The southern kingdom during the ninth and eighth centuries B.C.

In our study of what happened in the northern kingdom, we saw that Israel was frequently involved in wars with neighbouring states during the ninth century and it was not until the reign of Jeroboam II in the first half of the eighth century that the country was at peace for a period before the Assyrian threat arose. The smaller southern kingdom of Judah was less involved in hostilities with its neighbours than the northern kingdom and was also spared the coups d'etat which overthrew various rulers of Israel. There was an unbroken line of kings in Judah who were descended from David. Jerusalem remained the important royal city and centre of worship. The writer of the book of Kings expresses some approval of the kings of Judah during this period but also says that pagan places of worship continued to be visited by the people because the kings did not destroy these places. In the last years of the ninth century, King Joash of Judah carried out extensive renovations and repairs to the Temple which had been built by Solomon in the tenth century, and which continued to be the central place of Judah's worship of Yahweh.

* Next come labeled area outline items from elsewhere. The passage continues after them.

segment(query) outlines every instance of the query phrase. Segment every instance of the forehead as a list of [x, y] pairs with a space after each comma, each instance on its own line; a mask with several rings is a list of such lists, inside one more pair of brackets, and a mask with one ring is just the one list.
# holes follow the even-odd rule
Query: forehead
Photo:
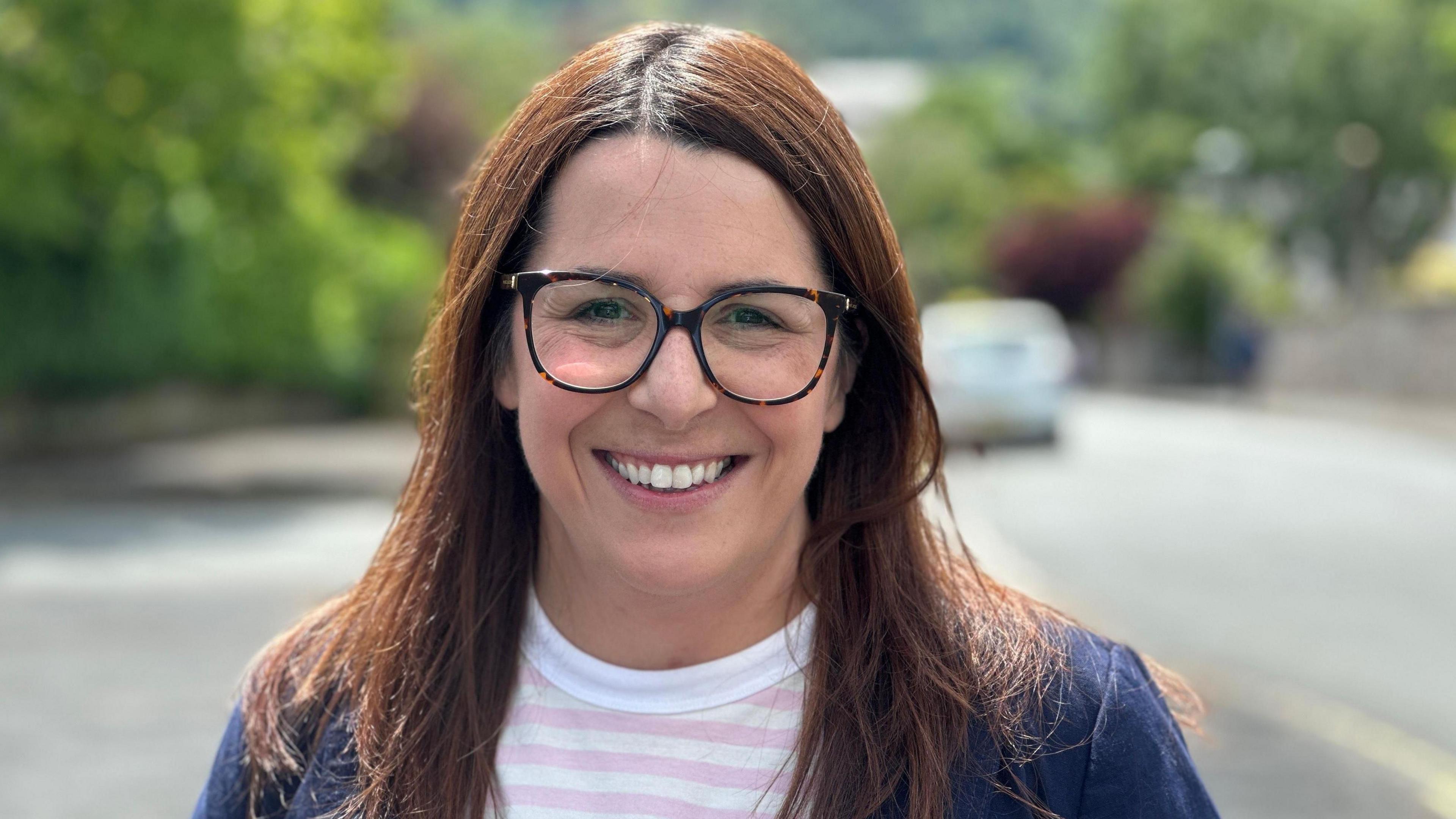
[[747, 280], [827, 286], [798, 204], [732, 153], [596, 140], [561, 169], [547, 203], [531, 268], [622, 271], [664, 300]]

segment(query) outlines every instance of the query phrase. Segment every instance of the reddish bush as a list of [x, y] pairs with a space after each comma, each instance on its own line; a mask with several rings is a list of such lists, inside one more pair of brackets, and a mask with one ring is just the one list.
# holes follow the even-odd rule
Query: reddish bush
[[1083, 319], [1117, 286], [1152, 226], [1152, 208], [1133, 200], [1042, 208], [993, 230], [987, 255], [1002, 293], [1040, 299], [1067, 319]]

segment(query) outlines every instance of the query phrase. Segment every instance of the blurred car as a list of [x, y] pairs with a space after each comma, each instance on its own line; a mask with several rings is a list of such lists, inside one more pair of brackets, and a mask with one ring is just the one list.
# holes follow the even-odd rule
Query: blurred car
[[1042, 302], [943, 302], [920, 316], [925, 367], [946, 444], [1057, 437], [1076, 350]]

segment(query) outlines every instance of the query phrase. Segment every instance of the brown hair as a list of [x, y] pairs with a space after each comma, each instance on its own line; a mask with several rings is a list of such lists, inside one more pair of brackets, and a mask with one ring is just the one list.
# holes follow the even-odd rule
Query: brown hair
[[626, 131], [756, 163], [802, 208], [833, 287], [863, 305], [859, 376], [807, 488], [799, 580], [818, 616], [780, 815], [868, 816], [903, 787], [907, 816], [942, 816], [973, 724], [999, 762], [1037, 753], [1064, 621], [981, 576], [920, 504], [932, 485], [943, 497], [941, 439], [904, 262], [853, 138], [769, 42], [646, 25], [539, 85], [478, 165], [416, 361], [421, 449], [395, 522], [363, 579], [269, 644], [245, 685], [255, 800], [297, 775], [310, 736], [347, 713], [358, 753], [348, 813], [494, 804], [539, 504], [492, 395], [511, 316], [495, 280], [530, 252], [565, 159]]

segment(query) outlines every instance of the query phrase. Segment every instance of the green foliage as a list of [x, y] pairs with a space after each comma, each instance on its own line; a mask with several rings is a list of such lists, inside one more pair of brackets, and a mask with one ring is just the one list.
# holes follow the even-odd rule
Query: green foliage
[[440, 267], [341, 185], [402, 102], [384, 23], [383, 0], [0, 6], [0, 395], [367, 398]]
[[927, 99], [888, 124], [871, 171], [922, 299], [984, 287], [986, 236], [1005, 217], [1077, 194], [1077, 146], [1051, 128], [1010, 66], [942, 76]]
[[[1108, 144], [1127, 184], [1175, 191], [1201, 172], [1280, 238], [1324, 233], [1367, 275], [1444, 205], [1431, 134], [1456, 103], [1450, 16], [1431, 0], [1118, 0], [1093, 71]], [[1200, 143], [1214, 128], [1223, 168]]]
[[1130, 306], [1190, 351], [1206, 351], [1230, 315], [1268, 319], [1289, 307], [1267, 232], [1207, 207], [1168, 208], [1128, 278]]

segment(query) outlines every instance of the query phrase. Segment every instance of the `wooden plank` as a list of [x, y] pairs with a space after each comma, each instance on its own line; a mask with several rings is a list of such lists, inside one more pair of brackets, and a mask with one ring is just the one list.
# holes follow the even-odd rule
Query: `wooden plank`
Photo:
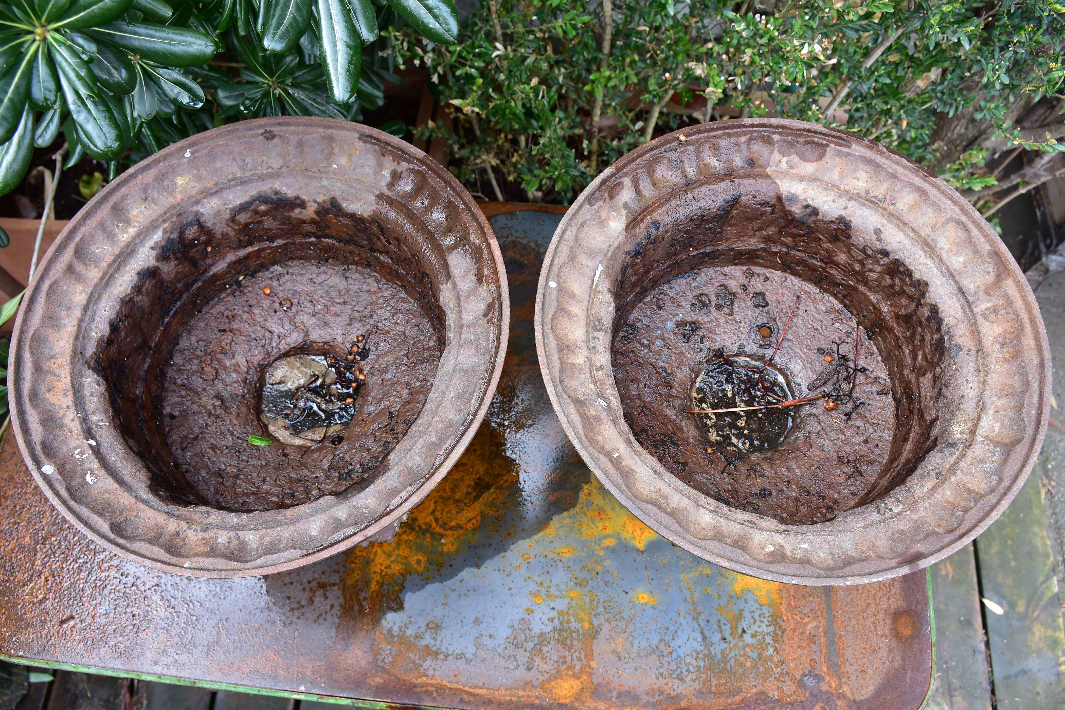
[[137, 680], [130, 710], [208, 710], [211, 691], [193, 686], [176, 686]]
[[220, 690], [214, 694], [212, 710], [292, 710], [295, 705], [295, 700], [286, 697]]
[[1000, 710], [1065, 706], [1061, 673], [1065, 649], [1058, 579], [1044, 510], [1041, 457], [1020, 493], [976, 541]]
[[128, 678], [56, 671], [48, 710], [115, 710], [125, 708]]
[[936, 668], [927, 710], [990, 710], [977, 564], [966, 545], [930, 571]]

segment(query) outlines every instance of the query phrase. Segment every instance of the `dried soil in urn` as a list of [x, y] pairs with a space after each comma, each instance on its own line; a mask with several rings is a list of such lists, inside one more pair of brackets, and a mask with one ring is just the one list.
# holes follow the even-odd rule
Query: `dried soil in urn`
[[[722, 357], [767, 362], [793, 308], [772, 366], [792, 397], [826, 394], [834, 409], [822, 399], [788, 408], [790, 430], [780, 443], [753, 447], [761, 450], [715, 441], [708, 426], [720, 415], [690, 412], [693, 384]], [[837, 300], [794, 276], [743, 266], [683, 274], [632, 309], [617, 330], [612, 361], [640, 445], [726, 506], [793, 525], [829, 521], [859, 503], [889, 458], [896, 403], [880, 353]], [[734, 419], [741, 431], [742, 419]]]
[[[344, 358], [365, 384], [350, 423], [312, 446], [253, 446], [265, 369], [278, 358]], [[292, 261], [235, 280], [182, 329], [166, 367], [163, 424], [174, 462], [209, 505], [267, 510], [337, 494], [365, 479], [421, 412], [441, 344], [395, 283], [338, 261]]]

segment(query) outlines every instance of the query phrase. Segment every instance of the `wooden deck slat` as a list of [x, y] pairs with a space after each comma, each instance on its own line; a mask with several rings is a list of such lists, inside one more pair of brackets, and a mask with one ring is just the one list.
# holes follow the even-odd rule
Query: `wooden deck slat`
[[1003, 611], [984, 609], [1000, 710], [1065, 706], [1065, 630], [1041, 474], [1037, 463], [1002, 517], [976, 542], [983, 595]]
[[936, 666], [927, 710], [990, 710], [984, 624], [972, 545], [931, 571]]

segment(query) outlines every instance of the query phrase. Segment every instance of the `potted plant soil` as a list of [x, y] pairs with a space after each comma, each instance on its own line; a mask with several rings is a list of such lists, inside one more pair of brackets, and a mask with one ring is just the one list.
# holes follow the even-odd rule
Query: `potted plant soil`
[[620, 500], [787, 582], [946, 557], [1015, 495], [1047, 420], [1043, 323], [987, 222], [905, 159], [799, 121], [618, 161], [555, 234], [537, 334]]
[[476, 431], [507, 323], [491, 229], [423, 153], [242, 121], [70, 221], [16, 324], [12, 428], [113, 551], [266, 574], [389, 538]]

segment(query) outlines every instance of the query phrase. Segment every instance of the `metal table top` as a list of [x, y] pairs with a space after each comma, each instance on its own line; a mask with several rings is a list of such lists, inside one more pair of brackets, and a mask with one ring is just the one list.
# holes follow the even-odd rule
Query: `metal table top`
[[849, 588], [706, 563], [590, 475], [540, 379], [540, 258], [558, 215], [497, 214], [512, 323], [470, 448], [389, 544], [236, 580], [104, 551], [0, 453], [0, 656], [364, 707], [918, 708], [924, 572]]

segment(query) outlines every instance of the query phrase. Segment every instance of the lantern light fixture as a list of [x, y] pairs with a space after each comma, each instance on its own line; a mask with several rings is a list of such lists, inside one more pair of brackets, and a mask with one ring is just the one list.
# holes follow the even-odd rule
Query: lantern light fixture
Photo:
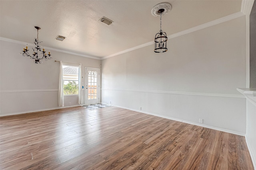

In the ninth century the prophets Elijah and Elisha challenged the people of the northern kingdom, and in the middle of the eighth century, Amos, followed by Hosea, spoke to Israel, but in Judah during this period we hear of no prophet until Isaiah received his call to be God's spokesman to Judah in 742 B.C. By that year, Amos had finished his prophetic ministry to Israel and had returned to Judah, where apparently he had no call to speak to his own people. Hosea had begun his prophetic ministry several years earlier. Tiglath Pileser ill had become king of Assyria in 745 B.C. and was embarking on his plans for the conquest of the Middle East in which Israel would be destroyed as a state and Judah would come under Assyrian domination. Throughout the prophetic ministry of Isaiah, Assyria dominated the political scene of the Middle East.